Finalement, les premiers résultats sur la qualité du lait sont «rassurants», comme l’indiquait, vendredi 11 octobre, à Rouen (Seine-Maritime), Roger Genet, le directeur général de l’Anses (Agence nationale de sécurité sanitaire de l’alimentation, de l’environnement et du travail). Il avait fait cette déclaration à l’occasion de l’installation du «comité pour la transparence et le dialogue» après l’incendie du site chimique de Lubrizol, classé Seveso «Seuil haut», le 26 septembre.
Dans son premier avis rendu lundi 14 octobre, l’Anses estime qu’il n’y a pas de dépassement dangereux d’une première série de contaminants, notamment de dioxines, dans le lait. Les dioxines sont surtout dangereuses par ingestion et «peuvent s’accumuler dans les matières grasses», avait précisé Gilles Saval, directeur général délégué de l’Anses. Ces résultats ont été obtenus à partir de 130 prélèvements de lait, entre le 29 septembre et le 7 octobre, sur une première famille de contaminants, considérés par l’Anses comme de «bons indicateurs» de la pollution. Toutefois, l’Agence prévient qu’une levée des mesures de restrictions de la commercialisation du lait doit s’accompagner d’une surveillance renforcée pour tenir «compte de l’hébergement et de l’alimentation des animaux» et d’une «détection précoce de contaminations du lait, que ce soit via le sol de pâtures ou par le biais de l’abreuvement ou d’aliments locaux susceptibles d’avoir été exposés». A ces bémols près, dans la foulée, la Direction générale de l’alimentation, qui dépend du ministère de l’Agriculture, pourrait autoriser la reprise de la commercialisation du lait des 425 éleveurs, interdite par arrêté préfectoral, depuis le sinistre. Déjà, le préfet a décidé de lever les mesures de restriction sur la collecte du lait.

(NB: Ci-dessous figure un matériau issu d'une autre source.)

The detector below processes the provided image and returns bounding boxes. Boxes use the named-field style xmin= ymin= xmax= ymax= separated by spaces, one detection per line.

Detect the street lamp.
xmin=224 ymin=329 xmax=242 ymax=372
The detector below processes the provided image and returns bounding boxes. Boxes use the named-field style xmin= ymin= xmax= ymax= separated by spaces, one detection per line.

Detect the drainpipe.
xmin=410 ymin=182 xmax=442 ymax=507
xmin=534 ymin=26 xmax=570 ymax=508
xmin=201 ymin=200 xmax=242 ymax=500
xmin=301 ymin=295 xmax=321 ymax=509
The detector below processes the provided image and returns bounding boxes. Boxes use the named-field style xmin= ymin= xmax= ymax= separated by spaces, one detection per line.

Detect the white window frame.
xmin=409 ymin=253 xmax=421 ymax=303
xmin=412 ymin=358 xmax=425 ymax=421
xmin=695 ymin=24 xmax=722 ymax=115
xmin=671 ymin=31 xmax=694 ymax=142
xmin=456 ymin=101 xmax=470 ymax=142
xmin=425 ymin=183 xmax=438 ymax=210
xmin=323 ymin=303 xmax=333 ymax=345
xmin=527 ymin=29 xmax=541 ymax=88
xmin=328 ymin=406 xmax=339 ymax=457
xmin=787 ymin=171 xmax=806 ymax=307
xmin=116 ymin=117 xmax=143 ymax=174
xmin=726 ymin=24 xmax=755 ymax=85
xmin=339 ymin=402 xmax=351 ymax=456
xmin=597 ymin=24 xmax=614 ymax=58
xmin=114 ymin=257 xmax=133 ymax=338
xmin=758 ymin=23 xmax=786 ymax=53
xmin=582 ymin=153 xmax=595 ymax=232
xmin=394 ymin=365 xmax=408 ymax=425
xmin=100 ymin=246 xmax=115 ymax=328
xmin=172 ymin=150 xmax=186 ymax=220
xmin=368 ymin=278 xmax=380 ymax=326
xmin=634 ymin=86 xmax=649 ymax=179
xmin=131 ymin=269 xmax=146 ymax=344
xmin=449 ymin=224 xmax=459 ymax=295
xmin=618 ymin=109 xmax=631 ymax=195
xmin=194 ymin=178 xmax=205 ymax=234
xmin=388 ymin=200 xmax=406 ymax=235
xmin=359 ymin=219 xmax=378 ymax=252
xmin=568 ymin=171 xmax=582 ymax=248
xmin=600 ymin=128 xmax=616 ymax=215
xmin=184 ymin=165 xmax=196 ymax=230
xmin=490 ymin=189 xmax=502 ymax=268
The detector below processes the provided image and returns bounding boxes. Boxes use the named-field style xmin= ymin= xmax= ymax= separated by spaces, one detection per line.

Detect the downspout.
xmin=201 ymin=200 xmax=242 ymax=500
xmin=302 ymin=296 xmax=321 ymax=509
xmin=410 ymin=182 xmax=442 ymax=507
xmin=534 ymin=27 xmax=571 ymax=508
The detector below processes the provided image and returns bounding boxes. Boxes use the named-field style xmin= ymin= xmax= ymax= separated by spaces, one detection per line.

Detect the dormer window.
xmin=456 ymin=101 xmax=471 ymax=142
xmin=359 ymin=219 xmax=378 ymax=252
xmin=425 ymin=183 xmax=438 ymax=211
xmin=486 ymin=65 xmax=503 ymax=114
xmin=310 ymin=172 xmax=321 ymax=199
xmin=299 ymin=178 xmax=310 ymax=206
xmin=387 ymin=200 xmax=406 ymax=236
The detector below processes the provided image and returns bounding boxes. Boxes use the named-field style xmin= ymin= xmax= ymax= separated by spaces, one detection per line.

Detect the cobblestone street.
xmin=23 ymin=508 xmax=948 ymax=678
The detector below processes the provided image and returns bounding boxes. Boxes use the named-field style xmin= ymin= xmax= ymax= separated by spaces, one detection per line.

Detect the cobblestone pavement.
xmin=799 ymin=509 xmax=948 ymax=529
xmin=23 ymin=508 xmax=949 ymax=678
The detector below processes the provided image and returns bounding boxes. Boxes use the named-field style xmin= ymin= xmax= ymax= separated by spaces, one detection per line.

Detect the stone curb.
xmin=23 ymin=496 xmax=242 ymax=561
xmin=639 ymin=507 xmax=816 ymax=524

Un autre avis de l’Anses sera publié mardi 15 ou mercredi 16 octobre pour les autres produits alimentaires, qui font également l’objet du même arrêté d’interdiction. Il avait été pris, par précaution pour deux semaines après l’incendie, sur les œufs, le poisson, le miel et tous les produits végétaux. Ainsi que le lait.
Excédés par l’interdiction, qui aurait dû s’éteindre avec l’arrêté préfectoral en vigueur jusqu’au 11 octobre au soir, une trentaine d’agriculteurs ont déversé du lait à Rouen, devant la préfecture de Seine-Maritime. Opération renouvelée, le 12 octobre, à Amiens, près du siège de la préfecture de la Somme, a rapporté Le Courrier Picard. Les éleveurs concernés sont situés sur cinq départements de Normandie et des Hauts-de-France (Seine-Maritime, Oise, Nord, Somme et Aisne). Le manque à gagner est estimé, pour eux, à 5 millions d’euros, sur un total de 40 à 50 millions de pertes pour le monde agricole.
700.000 litres de lait détruits chaque jour
Depuis l’incendie le 26 septembre, ce sont 700.000 litres de lait qui sont détruits chaque jour par 425 éleveurs, a estimé Didier Guillaume, ministre de l’Agriculture.
Outre des mesures d’urgence prises pour le contrôle de certains métaux lourds (cadmium, plomb et mercure), des dioxines et des hydrocarbures aromatiques polycycliques, l’Ineris (Institut national de l’environnement industriel et des risques) et l’Anses ont demandé des analyses complémentaires. Ils veulent, à cause des produits stockés chez Lubrizol, de l’ampleur de l’incendie et de l’impressionnant panache de fumées noires, vérifier la présence de zinc, des retardateurs de flamme utilisés par les pompiers pour éteindre le feu, de l’arsenic inorganique et, par ailleurs, de phtalates (une famille de plastiques qui comprend notamment le fameux bisphénol A). Près de 300 prélèvements ont été effectués sur les deux régions concernées et notamment sur 45 exploitations témoins en Seine-Maritime.
Effectuer des prélèvements du sol
À plus long terme, d’autres mesures sont préconisées par l’Anses, notamment sur des prélèvements de sols. Car des animaux d’élevage, comme les poulets et les vaches, sont susceptibles d’ingérer de la terre, lorsqu’ils sont élevés en plein air. Enfin, une cartographie pertinente des retombées est souhaitée par l’Anses pour déterminer précisément où des contaminants éventuels ont pu se déposer. Une modélisation du panache de fumées de l’incendie a déjà été effectuée par l’Ineris. Il s’étend jusqu’au Pays-Bas et à l’Allemagne. Mais cette carte avait été effectuée uniquement avec l’incendie de l’usine de Lubrizol, mais pas sur celui du site voisin de Normandie-Logistique. Selon l’Ineris, la forme du panache n’est pas modifiée, mais les dépôts seraient deux fois plus importants.